CloudNativePG Recipe 7: Postgres Vertical Scaling with Storage in Kubernetes - part 2
This is the second article in a series that explores advanced strategies for scaling PostgreSQL databases in Kubernetes with the help of CloudNativePG. This article focuses on horizontal table partitioning and tablespaces and how they can be used to manage large datasets. By partitioning tables based on specific criteria and optimising storage with tablespaces, PostgreSQL users can achieve better scalability and performance in cloud-native environments, just like they could in traditional VMs or bare metal deployments.
In the previous article, I covered some of the main techniques that enable you to leverage the storage to scale your PostgreSQL databases vertically in Kubernetes using CloudNativePG.
In this second part, I’ll cover how horizontal table partitioning and tablespaces can help you scale your PostgreSQL database on a single node.
If you are interested, the ideas presented in this article were discussed in a talk given by Gari Singh from Google Cloud and me at KubeCon EU 2024 in Paris. The talk was titled “Scaling Heights: Mastering Postgres Database Vertical Scalability with Kubernetes Storage Magic”, the video is available on the CNCF channel on YouTube.
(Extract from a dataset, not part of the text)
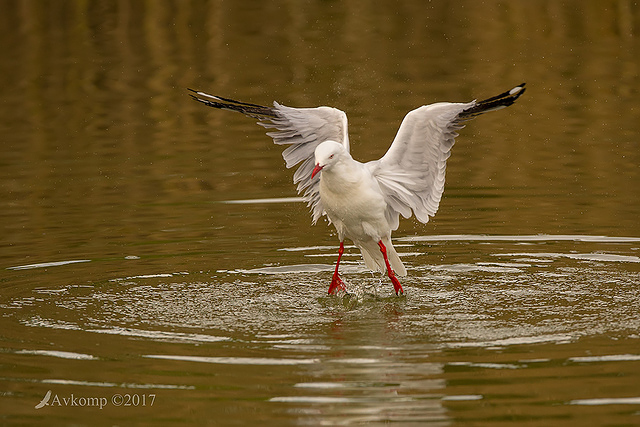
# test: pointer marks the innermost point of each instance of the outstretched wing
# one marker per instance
(302, 129)
(411, 174)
About horizontal table partitioning #
You can skip this section if you’re familiar with databases and partitioning. However, if you’re not, let me briefly explain why horizontal partitioning is important. To illustrate this, let’s consider an example. Suppose your organisation has a critical database table that contains payment transactions from various stores. Over time, the table will grow, and its associated indexes will become larger. These indexes help retrieve specific records, such as the item ID referencing a record in another table containing item details. It’s important to note that indexes are tied to a specific table. Therefore, each index must be updated whenever you add or remove a record. As the table gets bigger, the indexes will also get larger.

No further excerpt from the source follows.